Yes, the blog has been quiet for a while. (I've been busy promoting my book and getting it in the hands of more readers and reviewers, so that took my attention off the blog for a bit). 

Meanwhile, here's a classic poem by a poet who should really be better known than he is, Guy Wetmore Carryl (1873-1904). This fun poem is excerpted from his 1900 book titled 'Mother Goose For Grown-ups

The Embarrassing Episode of Little Miss Muffet

Little Miss Muffet discovered a tuffet, 
(Which never occurred to the rest of us) 
And, as 'twas a June day, and just about noonday, 
She wanted to eat - like the rest of us: 

Her diet was whey, and I hasten to say 
It is wholesome and people grow fat on it. 
The spot being lonely, the lady not only 
Discovered the tuffet, but sat on it. 

A rivulet gabbled beside her and babbled, 
As rivulets always are thought to do, 
And dragon flies sported around and cavorted, 
As poets say dragon flies ought to do; 

When, glancing aside for a moment, she spied 
A horrible sight that brought fear to her, 
A hideous spider was sitting beside her, 
And most unavoidably near to her! 

Albeit unsightly, this creature politely 
Said: " Madam, I earnestly vow to you, 
I'm penitent that I did not bring my hat. I 
Should otherwise certainly bow to you." 

Though anxious to please, he was so ill at ease 
That he lost all his sense of propriety, 
And grew so inept that he clumsily stepped 
In her plate - which is barred in Society. 

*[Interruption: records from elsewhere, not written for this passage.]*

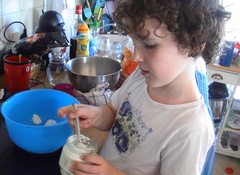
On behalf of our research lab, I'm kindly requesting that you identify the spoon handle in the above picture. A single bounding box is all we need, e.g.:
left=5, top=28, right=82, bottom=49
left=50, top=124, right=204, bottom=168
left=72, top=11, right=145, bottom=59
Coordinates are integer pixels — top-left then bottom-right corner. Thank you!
left=72, top=103, right=81, bottom=142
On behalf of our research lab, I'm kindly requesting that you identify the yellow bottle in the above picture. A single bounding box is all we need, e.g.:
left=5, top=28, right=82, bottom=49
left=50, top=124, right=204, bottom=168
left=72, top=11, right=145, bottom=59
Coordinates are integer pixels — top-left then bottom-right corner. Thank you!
left=76, top=24, right=90, bottom=57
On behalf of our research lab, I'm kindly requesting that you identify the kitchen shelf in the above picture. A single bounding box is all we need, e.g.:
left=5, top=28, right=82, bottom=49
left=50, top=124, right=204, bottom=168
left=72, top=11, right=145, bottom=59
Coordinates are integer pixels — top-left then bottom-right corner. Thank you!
left=207, top=64, right=240, bottom=158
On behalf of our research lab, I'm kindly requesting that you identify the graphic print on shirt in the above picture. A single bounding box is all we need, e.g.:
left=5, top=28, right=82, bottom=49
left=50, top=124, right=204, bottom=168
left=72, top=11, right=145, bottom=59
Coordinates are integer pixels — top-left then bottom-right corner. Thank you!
left=112, top=94, right=153, bottom=160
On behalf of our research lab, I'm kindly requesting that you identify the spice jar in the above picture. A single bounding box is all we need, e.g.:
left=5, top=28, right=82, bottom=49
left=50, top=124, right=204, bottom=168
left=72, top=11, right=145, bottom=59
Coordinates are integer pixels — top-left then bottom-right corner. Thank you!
left=59, top=134, right=97, bottom=175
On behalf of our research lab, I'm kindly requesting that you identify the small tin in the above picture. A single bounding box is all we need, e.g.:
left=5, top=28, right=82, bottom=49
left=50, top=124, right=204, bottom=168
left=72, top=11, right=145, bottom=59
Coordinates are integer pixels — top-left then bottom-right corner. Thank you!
left=59, top=134, right=97, bottom=175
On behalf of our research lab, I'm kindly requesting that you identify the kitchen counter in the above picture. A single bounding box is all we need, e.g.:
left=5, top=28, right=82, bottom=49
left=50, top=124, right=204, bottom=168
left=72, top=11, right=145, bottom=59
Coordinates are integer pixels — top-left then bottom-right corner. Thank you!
left=0, top=71, right=108, bottom=175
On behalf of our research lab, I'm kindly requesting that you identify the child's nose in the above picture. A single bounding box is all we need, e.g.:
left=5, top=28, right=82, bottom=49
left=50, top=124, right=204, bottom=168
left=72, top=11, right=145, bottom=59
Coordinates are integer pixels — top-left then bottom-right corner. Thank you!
left=132, top=47, right=144, bottom=62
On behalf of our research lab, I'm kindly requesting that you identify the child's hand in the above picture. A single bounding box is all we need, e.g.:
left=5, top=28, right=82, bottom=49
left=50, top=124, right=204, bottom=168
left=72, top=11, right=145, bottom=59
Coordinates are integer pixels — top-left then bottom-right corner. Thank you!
left=70, top=155, right=125, bottom=175
left=57, top=104, right=101, bottom=128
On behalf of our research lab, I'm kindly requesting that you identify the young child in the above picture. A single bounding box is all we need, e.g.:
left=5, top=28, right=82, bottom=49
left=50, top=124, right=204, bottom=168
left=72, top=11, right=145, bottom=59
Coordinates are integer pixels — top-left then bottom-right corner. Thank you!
left=58, top=0, right=230, bottom=175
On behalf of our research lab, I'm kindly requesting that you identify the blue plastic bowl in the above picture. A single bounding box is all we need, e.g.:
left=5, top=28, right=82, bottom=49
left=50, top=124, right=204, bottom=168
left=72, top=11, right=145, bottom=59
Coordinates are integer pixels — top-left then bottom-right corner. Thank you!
left=1, top=89, right=79, bottom=154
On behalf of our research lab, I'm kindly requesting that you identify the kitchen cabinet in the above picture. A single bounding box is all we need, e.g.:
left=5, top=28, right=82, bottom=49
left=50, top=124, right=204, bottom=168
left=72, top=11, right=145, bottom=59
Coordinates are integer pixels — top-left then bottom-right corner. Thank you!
left=207, top=64, right=240, bottom=158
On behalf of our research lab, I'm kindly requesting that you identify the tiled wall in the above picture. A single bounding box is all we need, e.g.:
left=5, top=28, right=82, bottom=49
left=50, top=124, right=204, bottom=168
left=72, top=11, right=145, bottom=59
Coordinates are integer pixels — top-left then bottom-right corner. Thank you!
left=0, top=0, right=44, bottom=49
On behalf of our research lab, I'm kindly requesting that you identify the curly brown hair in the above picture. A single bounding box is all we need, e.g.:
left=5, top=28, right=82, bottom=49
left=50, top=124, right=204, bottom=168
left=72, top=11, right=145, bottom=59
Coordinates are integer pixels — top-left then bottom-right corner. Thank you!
left=113, top=0, right=231, bottom=64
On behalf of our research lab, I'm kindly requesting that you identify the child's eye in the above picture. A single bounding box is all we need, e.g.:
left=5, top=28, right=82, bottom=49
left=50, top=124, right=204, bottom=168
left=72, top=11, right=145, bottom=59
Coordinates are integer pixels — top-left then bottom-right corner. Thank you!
left=144, top=44, right=156, bottom=49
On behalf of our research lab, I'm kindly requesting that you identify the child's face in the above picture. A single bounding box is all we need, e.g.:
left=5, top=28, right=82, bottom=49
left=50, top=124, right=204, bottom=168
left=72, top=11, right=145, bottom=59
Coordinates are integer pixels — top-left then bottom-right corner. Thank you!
left=133, top=19, right=194, bottom=88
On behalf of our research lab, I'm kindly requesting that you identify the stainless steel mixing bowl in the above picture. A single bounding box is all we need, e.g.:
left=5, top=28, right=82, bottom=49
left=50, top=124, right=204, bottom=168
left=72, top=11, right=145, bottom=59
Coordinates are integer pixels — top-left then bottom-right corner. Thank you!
left=209, top=98, right=228, bottom=117
left=66, top=56, right=122, bottom=92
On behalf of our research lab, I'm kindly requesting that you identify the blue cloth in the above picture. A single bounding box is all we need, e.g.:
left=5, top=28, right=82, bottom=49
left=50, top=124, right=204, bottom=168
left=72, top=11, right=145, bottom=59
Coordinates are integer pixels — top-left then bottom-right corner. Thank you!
left=195, top=71, right=216, bottom=175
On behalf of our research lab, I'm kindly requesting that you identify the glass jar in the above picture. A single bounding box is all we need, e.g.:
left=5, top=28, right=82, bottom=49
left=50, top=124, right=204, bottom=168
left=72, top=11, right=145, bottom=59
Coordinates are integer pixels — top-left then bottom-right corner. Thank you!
left=47, top=52, right=69, bottom=86
left=59, top=134, right=97, bottom=175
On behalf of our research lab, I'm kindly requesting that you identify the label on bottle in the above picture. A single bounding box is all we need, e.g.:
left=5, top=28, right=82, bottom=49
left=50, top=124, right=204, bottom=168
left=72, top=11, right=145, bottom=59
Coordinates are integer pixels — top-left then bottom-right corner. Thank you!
left=76, top=33, right=90, bottom=57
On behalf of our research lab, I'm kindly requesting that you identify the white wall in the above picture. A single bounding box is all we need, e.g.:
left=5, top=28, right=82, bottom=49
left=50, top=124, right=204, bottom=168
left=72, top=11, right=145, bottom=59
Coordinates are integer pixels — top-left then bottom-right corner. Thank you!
left=0, top=0, right=44, bottom=49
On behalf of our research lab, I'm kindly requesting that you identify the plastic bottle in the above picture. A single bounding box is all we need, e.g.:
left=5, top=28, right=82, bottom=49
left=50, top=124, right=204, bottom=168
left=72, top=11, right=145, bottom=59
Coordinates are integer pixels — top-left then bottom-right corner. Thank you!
left=46, top=52, right=69, bottom=86
left=89, top=20, right=99, bottom=56
left=76, top=24, right=90, bottom=57
left=69, top=5, right=86, bottom=59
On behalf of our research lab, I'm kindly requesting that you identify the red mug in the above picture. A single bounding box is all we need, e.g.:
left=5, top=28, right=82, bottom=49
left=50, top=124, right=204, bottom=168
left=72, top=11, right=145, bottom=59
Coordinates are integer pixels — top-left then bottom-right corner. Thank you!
left=3, top=55, right=31, bottom=94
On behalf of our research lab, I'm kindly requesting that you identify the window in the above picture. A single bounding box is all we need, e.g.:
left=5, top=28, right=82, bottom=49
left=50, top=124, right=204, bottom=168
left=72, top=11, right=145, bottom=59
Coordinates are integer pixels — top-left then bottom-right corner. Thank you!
left=222, top=0, right=240, bottom=41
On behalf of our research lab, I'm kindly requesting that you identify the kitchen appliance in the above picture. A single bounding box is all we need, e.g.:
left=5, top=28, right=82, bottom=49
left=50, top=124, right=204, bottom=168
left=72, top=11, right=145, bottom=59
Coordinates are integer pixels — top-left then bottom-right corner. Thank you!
left=0, top=10, right=70, bottom=75
left=3, top=55, right=31, bottom=94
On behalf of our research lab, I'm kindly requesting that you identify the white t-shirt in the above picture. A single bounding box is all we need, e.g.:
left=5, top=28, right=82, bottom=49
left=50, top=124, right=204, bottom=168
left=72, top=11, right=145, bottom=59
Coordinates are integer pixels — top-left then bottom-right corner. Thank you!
left=100, top=69, right=214, bottom=175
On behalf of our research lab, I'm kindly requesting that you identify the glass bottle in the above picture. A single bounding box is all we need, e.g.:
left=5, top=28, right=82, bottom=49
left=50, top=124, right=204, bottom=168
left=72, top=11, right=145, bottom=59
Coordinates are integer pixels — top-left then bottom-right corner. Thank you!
left=89, top=20, right=99, bottom=56
left=69, top=5, right=86, bottom=59
left=47, top=52, right=69, bottom=86
left=59, top=134, right=97, bottom=175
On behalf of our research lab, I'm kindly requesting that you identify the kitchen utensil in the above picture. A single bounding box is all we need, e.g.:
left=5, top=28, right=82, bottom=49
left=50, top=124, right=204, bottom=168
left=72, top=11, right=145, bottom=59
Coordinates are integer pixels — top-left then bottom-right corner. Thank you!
left=1, top=89, right=79, bottom=154
left=72, top=103, right=81, bottom=143
left=72, top=103, right=87, bottom=150
left=66, top=56, right=121, bottom=92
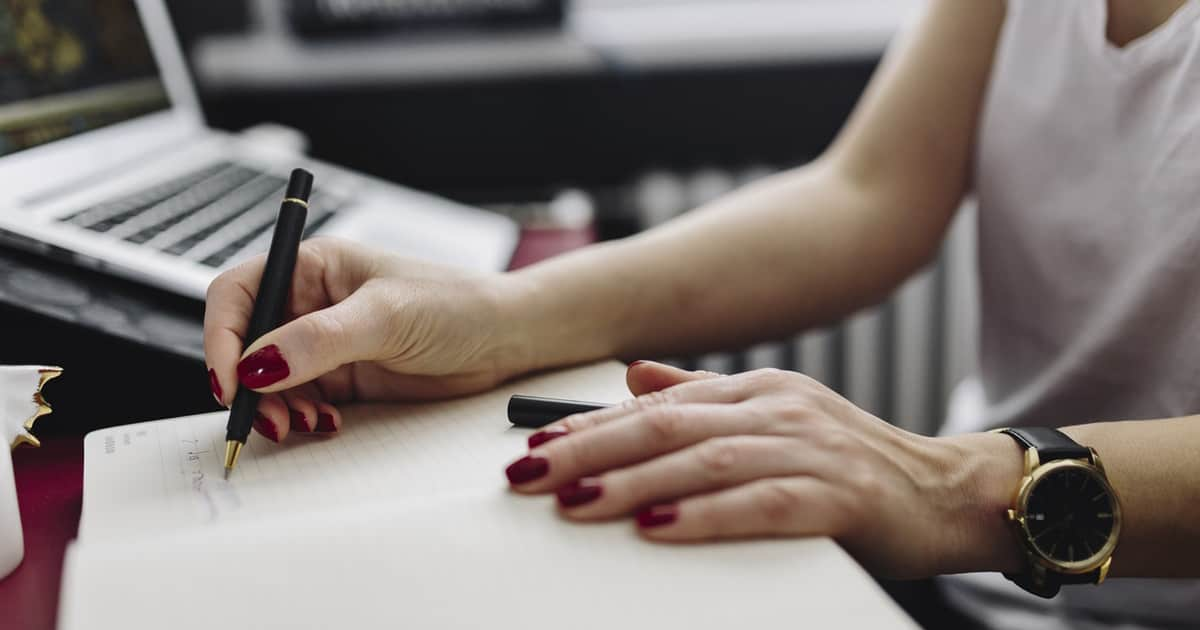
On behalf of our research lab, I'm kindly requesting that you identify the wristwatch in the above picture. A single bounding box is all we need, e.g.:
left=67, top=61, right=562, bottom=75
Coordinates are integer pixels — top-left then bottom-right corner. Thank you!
left=996, top=427, right=1121, bottom=599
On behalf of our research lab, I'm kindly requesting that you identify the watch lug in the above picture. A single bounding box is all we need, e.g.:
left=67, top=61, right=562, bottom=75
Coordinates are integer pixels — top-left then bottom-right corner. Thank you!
left=1025, top=449, right=1042, bottom=476
left=1096, top=556, right=1112, bottom=584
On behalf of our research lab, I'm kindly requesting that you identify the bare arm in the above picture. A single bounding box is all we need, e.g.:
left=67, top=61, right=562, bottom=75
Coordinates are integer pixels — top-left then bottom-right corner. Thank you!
left=501, top=0, right=1003, bottom=368
left=1063, top=416, right=1200, bottom=577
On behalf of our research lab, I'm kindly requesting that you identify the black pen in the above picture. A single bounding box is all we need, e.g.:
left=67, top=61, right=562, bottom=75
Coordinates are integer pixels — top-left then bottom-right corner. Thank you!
left=226, top=168, right=312, bottom=479
left=509, top=394, right=610, bottom=428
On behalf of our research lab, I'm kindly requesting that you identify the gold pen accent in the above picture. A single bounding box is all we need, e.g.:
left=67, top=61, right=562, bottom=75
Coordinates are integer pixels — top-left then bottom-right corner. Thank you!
left=226, top=439, right=245, bottom=479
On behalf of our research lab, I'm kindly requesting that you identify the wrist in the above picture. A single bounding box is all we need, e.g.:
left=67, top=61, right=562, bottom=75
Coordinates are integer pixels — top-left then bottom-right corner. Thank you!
left=942, top=433, right=1026, bottom=572
left=500, top=254, right=619, bottom=372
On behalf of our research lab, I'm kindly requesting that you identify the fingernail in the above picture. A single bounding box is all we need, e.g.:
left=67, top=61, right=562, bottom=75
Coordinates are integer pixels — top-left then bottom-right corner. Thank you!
left=288, top=408, right=312, bottom=433
left=504, top=455, right=550, bottom=484
left=317, top=413, right=337, bottom=433
left=528, top=426, right=566, bottom=449
left=209, top=367, right=224, bottom=407
left=637, top=503, right=679, bottom=529
left=238, top=343, right=292, bottom=389
left=254, top=414, right=280, bottom=444
left=557, top=476, right=604, bottom=508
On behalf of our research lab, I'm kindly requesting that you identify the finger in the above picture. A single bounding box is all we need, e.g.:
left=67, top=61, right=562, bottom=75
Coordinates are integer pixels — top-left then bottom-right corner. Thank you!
left=636, top=476, right=842, bottom=542
left=253, top=395, right=290, bottom=442
left=529, top=366, right=748, bottom=446
left=314, top=402, right=342, bottom=434
left=506, top=403, right=761, bottom=493
left=280, top=388, right=317, bottom=433
left=204, top=259, right=263, bottom=407
left=238, top=290, right=383, bottom=391
left=625, top=361, right=719, bottom=396
left=557, top=436, right=838, bottom=521
left=204, top=241, right=338, bottom=407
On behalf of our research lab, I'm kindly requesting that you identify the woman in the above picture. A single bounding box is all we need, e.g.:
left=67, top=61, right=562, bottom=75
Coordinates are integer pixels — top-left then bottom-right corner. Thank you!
left=205, top=0, right=1200, bottom=628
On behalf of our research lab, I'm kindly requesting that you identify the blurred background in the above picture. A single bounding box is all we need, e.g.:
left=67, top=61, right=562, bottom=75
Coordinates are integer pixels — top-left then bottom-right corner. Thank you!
left=0, top=0, right=974, bottom=433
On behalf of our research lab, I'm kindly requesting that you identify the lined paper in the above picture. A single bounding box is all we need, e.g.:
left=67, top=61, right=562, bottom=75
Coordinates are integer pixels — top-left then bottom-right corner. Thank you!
left=79, top=362, right=629, bottom=541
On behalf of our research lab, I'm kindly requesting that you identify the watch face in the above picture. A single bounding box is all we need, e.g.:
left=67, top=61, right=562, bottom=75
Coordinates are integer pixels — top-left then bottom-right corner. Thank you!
left=1025, top=466, right=1116, bottom=563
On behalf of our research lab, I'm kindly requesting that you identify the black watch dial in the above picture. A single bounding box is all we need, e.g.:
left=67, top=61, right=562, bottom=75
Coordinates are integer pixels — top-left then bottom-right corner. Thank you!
left=1025, top=467, right=1115, bottom=563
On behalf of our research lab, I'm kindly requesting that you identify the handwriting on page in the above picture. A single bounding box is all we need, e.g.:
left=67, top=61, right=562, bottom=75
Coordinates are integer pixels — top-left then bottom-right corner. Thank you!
left=80, top=401, right=526, bottom=536
left=79, top=364, right=625, bottom=539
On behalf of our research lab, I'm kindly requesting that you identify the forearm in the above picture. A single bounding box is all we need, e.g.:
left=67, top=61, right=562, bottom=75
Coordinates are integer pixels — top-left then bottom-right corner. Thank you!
left=508, top=159, right=950, bottom=367
left=1063, top=416, right=1200, bottom=577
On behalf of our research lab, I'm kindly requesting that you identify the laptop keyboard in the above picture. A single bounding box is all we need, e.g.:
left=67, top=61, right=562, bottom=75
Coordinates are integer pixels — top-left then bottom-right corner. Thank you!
left=60, top=162, right=349, bottom=268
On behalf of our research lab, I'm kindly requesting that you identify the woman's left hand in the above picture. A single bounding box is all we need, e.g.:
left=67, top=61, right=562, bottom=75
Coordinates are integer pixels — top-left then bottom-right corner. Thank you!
left=506, top=362, right=1021, bottom=577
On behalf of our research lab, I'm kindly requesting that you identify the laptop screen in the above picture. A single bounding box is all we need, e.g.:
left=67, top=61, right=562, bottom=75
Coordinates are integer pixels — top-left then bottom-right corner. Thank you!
left=0, top=0, right=170, bottom=156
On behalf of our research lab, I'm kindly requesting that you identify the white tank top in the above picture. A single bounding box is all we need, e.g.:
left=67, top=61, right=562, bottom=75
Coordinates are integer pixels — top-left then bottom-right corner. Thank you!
left=944, top=0, right=1200, bottom=630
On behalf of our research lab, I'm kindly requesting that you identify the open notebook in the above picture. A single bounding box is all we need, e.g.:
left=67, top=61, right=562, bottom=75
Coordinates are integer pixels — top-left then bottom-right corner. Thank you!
left=59, top=362, right=914, bottom=630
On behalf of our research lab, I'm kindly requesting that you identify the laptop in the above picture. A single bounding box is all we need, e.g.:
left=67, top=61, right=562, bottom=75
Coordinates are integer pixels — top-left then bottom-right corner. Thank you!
left=0, top=0, right=517, bottom=299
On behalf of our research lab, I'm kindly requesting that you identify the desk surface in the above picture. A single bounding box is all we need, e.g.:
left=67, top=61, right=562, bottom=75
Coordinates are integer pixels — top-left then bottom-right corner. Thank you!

This curious error completed her terror; 
She shuddered, and growing much paler, not 
Only left tuffet, but dealt him a buffet 
Which doubled him up in a sailor knot. 

It should be explained that at this he was pained: 
He cried: "I have vexed you, no doubt of it! 
Your fists's like a truncheon." "You're still in my luncheon," 
Was all that she answered. "Get out of it!" 
 
And the Moral is this: Be it madam or miss 
To whom you have something to say, 
You are only absurd when you get in the curd 
But you're rude when you get in the whey.